L'utilisation de la dose prophylactique d'HBPM la plus élevée est recommandée.
Une prophylaxie prolongée (4 semaines) peut être indiquée pour prévenir la MTEV après chirurgie majeure par laparotomie chez les patients cancéreux à haut risque de MTEV et à faible risque hémorragique (Grade 2B).
Il n’existe aucune donnée justifiant l’emploi du fondaparinux comme alternative aux HBPM (Grade 2C).
Une métaanalyse montre qu’une prophylaxie prolongée (4 semaines) par héparine de bas poids moléculaire (HBPM) réduit le risque de survenue d'événements thrombo-emboliques veineux après chirurgie (laparatomie) chez des patients cancéreux. Une tendance à l’augmentation du risque de saignement sous HBPM est également observée.
La prévention en médecine
Chez les patients cancéreux hospitalisés, alités pour une affection médicale aiguë, des études randomisées ont montré que les HBPM et le fondaparinux étaient supérieurs au placebo pour la prévention des ETEV sans augmentation du risque de saignement.
Cinq études randomisées ont comparé une HBPM contre placebo (ou pas de traitement) en prophylaxie primaire chez des patients cancéreux en chimiothérapie ambulatoire. Ces études ont montré une réduction du taux d'ETEV dans les cas des cancers du pancréas et poumon sans augmentation du risque de saignement, mais pas d’effets sur les ETEV chez les patientes ayant un cancer du sein métastatique.
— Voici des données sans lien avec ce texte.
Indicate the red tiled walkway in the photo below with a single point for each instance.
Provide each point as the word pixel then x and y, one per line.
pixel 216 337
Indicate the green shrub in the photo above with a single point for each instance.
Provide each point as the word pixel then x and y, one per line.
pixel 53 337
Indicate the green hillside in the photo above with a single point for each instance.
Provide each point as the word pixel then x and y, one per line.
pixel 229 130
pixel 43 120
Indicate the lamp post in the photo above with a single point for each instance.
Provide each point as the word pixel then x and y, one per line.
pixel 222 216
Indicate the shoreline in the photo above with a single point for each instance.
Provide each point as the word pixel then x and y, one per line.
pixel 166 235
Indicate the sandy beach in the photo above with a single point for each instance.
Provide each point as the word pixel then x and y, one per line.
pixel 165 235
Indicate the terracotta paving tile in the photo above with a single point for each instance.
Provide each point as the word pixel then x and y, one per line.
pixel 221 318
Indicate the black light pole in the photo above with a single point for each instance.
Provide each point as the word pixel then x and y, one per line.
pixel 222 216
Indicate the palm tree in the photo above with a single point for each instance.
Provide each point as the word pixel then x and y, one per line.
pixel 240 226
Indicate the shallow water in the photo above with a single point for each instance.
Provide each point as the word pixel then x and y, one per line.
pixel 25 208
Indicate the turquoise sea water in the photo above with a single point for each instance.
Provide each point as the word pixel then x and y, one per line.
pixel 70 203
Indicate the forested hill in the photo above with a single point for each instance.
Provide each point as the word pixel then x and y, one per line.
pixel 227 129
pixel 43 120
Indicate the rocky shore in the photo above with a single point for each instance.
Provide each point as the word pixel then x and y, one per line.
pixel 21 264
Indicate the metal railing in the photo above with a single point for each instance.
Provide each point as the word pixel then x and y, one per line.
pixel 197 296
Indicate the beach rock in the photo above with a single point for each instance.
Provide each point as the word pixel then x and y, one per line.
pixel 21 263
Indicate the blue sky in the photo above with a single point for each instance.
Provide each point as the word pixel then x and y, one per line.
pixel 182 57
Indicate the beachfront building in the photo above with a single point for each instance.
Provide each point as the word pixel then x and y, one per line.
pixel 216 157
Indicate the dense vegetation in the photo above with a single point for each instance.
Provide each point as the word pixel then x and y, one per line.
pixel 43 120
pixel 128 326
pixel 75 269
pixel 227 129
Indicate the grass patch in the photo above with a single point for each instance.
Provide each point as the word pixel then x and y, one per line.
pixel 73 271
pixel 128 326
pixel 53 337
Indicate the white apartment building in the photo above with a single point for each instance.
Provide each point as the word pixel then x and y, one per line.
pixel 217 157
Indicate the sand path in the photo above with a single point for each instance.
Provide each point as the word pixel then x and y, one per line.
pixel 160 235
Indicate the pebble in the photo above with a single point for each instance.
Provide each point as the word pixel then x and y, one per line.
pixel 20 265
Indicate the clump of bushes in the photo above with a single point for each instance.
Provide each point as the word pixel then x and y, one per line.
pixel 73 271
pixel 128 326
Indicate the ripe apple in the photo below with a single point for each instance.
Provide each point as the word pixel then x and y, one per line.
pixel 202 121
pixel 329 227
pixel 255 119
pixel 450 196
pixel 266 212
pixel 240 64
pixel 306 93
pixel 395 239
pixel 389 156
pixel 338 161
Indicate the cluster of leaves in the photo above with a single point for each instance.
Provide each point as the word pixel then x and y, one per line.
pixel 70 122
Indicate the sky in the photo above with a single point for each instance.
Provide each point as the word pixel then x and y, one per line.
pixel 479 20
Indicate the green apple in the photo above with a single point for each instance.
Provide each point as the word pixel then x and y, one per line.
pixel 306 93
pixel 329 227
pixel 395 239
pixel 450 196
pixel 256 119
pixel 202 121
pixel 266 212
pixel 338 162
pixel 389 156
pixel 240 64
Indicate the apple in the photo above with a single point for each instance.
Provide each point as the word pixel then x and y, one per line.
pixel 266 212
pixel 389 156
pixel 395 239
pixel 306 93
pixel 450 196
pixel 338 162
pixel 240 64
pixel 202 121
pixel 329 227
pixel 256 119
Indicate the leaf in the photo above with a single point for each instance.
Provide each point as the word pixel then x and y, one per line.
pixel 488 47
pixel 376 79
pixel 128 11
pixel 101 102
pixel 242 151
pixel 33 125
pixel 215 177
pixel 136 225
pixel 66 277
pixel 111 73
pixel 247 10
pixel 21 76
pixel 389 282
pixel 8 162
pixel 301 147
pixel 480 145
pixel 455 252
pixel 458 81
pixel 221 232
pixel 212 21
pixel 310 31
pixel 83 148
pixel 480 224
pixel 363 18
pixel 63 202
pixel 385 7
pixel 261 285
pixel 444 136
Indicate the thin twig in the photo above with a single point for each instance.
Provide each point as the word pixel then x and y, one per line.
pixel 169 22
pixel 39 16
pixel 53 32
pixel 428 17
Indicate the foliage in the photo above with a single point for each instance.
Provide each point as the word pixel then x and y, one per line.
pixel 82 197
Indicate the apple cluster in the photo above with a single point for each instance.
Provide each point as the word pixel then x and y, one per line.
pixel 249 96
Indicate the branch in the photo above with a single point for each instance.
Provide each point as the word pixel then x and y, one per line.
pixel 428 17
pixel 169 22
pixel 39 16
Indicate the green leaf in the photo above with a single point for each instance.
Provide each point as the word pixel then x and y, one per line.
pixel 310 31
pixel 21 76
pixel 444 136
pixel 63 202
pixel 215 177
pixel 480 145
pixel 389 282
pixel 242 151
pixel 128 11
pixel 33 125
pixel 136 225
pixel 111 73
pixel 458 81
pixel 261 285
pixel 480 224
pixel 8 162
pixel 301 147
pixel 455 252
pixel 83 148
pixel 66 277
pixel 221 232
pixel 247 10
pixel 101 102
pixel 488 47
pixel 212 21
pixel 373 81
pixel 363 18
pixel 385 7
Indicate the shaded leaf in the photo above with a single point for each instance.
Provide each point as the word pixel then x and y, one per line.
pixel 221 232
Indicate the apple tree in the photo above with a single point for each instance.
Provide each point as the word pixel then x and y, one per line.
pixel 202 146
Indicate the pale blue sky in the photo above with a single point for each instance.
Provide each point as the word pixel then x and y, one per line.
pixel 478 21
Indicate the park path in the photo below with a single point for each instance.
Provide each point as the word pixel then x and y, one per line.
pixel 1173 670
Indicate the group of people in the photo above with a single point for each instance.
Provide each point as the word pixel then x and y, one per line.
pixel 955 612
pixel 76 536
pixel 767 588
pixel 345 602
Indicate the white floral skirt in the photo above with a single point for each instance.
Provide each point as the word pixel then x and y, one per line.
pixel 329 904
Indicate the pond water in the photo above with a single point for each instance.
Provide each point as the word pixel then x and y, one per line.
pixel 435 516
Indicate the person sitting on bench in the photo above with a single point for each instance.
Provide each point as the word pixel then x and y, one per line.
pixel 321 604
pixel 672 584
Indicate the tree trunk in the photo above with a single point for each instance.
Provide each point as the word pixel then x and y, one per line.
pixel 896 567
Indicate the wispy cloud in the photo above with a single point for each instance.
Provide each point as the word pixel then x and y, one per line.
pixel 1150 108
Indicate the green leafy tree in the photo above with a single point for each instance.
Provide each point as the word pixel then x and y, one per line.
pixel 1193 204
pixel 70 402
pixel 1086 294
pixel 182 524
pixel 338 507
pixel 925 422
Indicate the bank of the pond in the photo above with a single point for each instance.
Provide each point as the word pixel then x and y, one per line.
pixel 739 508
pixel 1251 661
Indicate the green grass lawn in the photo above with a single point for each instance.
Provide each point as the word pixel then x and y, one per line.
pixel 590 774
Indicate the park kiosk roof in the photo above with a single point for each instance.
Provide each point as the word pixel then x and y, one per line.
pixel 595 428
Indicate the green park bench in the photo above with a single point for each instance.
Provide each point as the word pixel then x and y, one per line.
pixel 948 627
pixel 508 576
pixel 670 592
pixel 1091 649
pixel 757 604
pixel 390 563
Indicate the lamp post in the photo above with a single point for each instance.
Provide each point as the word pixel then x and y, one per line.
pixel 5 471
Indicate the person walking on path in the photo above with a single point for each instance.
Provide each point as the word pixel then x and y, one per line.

Le groupe francophone thrombose et cancer (www.thrombose-cancer.com) a émis des recommandations pour la prévention de la MTEV en milieu médical chez les patients cancéreux parmi lesquelles :
- Une prophylaxie par HBPM, HNF ou fondaparinux est recommandée chez les patients cancéreux hospitalisés et à mobilité réduite (Grade 1B).
- Chez les patients traités par chimiothérapie, la prophylaxie systématique n’est pas recommandée (Grade 1B).
- Une prophylaxie primaire pharmacologique peut être indiquée chez les patients avec un cancer du pancréas localement avancé ou métastatique ayant un faible risque de saignement (Grade 1B).
La stratégie du traitement curatif
Le traitement de la maladie thromboembolique associée au cancer devrait durer au moins 6 mois par HBPM, puis être réévalué en fonction du rapport bénéfice/risque (1). « Les études démontrent que les HBPM sont préférables aux AVK, car ces derniers induisent davantage de saignement et ont un risque de récurrence plus élevé », a expliqué le Dr Guy Meyer (oncologue, HEGP, Paris).
L’étude CLOT (2) a bien démontré une réduction du risque de récidive d’événements thromboemboliques veineux de 50% dès les premières semaines de traitement par rapport aux AVK, de même que l’étude LITE (3), avec un risque hémorragique comparable (4). Le Dr Meyer a rappelé qu’il faut adapter les posologies en fonction des thrombopénies et du contexte clinique.
Les limites de l’utilisation des HBPM sont l’insuffisance rénale (contre-indication lorsque la clearance est < 30 ml/mn selon cockcroft, la nécessité d’une infirmière pour l’injection, le coût et l’absence de données au-delà de 6 mois (bénéfice vis-à-vis des AVK).
Les HBPM constituent le traitement curatif de référence en cas de thrombose veineuse ou d’embolie pulmonaire associée au cancer.
« Des questions restent ouvertes : faut-il traiter après le 6e mois, que faire en cas de récidive, comment prendre en charge les embolies pulmonaires découvertes fortuitement », s’est interrogé le Dr Meyer.
(2) Lee A. et al. N Engl J Med 2003; 349: 146-153.
(3) Hull RD. et al. Am J med 2006; 119: 1062-1072.
(4) Louzada M. et al. Thromb Res 2009; 123: 837-84.
* Atelier 11 organisé dans le cadre des RCFr.